Characterization of DC phenotype.

Indirect immunofluorescence flow cytometry using the Coulter Epics XL (Coulter Corp, Miami, FL) was done to assay for expression of DC lineage Ags (CD14, CD40, CD80, CD86, and HLA-DR [Pharmingen, San Diego, CA] and CD83 [Immunotech, Marseille, France]) as well as MM-associated Ags (CD38). Cells were washed in phosphate-buffered saline (PBS) and incubated in PBS with 20% human AB serum at room temperature for 20 minutes to eliminate nonspecific Fc receptor binding. After washing with PBS, cells were incubated with primary murine monoclonal antibodies (MoAbs) reactive with the above Ags for 30 minutes on ice. After several washes, the cells were developed with goat anti-murine antibody conjugated with fluorescein isothiocyanate (FITC). Cells were then washed and fixed with 2% paraformaldehyde and evaluated by flow cytometry.
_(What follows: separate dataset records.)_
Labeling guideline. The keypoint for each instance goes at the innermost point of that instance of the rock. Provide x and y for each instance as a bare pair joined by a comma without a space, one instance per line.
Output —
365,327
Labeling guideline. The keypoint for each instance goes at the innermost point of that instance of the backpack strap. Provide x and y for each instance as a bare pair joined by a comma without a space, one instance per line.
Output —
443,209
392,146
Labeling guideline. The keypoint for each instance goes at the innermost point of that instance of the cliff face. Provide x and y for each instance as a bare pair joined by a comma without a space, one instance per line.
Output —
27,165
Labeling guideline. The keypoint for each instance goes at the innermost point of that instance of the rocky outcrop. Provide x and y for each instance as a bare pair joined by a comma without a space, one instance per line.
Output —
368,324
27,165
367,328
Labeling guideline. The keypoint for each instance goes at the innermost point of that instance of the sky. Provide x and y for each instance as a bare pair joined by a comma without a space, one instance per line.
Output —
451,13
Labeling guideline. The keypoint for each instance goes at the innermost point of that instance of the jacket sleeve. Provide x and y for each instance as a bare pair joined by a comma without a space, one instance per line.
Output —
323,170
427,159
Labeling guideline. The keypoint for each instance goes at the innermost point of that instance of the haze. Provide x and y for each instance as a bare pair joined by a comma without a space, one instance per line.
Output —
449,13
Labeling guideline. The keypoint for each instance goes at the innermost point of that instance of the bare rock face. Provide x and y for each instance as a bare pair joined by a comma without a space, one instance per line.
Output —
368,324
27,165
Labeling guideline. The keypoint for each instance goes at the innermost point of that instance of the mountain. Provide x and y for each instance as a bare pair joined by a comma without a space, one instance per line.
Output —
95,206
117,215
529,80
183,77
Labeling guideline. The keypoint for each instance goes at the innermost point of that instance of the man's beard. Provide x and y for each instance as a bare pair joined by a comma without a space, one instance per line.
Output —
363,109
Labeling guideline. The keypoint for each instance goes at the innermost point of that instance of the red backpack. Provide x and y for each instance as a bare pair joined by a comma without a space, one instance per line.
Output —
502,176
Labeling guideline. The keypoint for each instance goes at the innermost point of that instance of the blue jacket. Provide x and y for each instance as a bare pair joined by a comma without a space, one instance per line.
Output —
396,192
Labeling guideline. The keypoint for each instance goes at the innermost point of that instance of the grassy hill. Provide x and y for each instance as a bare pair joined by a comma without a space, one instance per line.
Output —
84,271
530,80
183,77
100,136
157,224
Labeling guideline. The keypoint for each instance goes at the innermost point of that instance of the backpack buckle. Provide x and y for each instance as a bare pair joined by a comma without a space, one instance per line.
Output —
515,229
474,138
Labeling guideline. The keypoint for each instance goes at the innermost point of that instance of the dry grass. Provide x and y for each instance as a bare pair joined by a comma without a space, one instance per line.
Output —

APC function of DCs in allogeneic MLR.

We next examined the function of DCs from MM and normal BM and PB as APCs in allogeneic MLRs. Graded numbers of irradiated (3 Gy) DCs were added to 2 × 105 allogeneic T cells in 96-well U-bottomed culture plates for 5 days. T cells were obtained from PBMCs using T-cell enrichment columns (R & D Systems, Minneapolis, MN) via high-affinity negative selection. T-cell proliferation was determined by measuring uptake of tritiated thymidine (3[H]TdR) by cells pulsed with 1 μCi of 3[H]TdR (GBq/mmol; Du Pont-New England Nuclear, Wilmington, DE) for the last 12 hours of 5-day cultures. Results were expressed as mean counts per minute (cpm) ±SD in triplicates.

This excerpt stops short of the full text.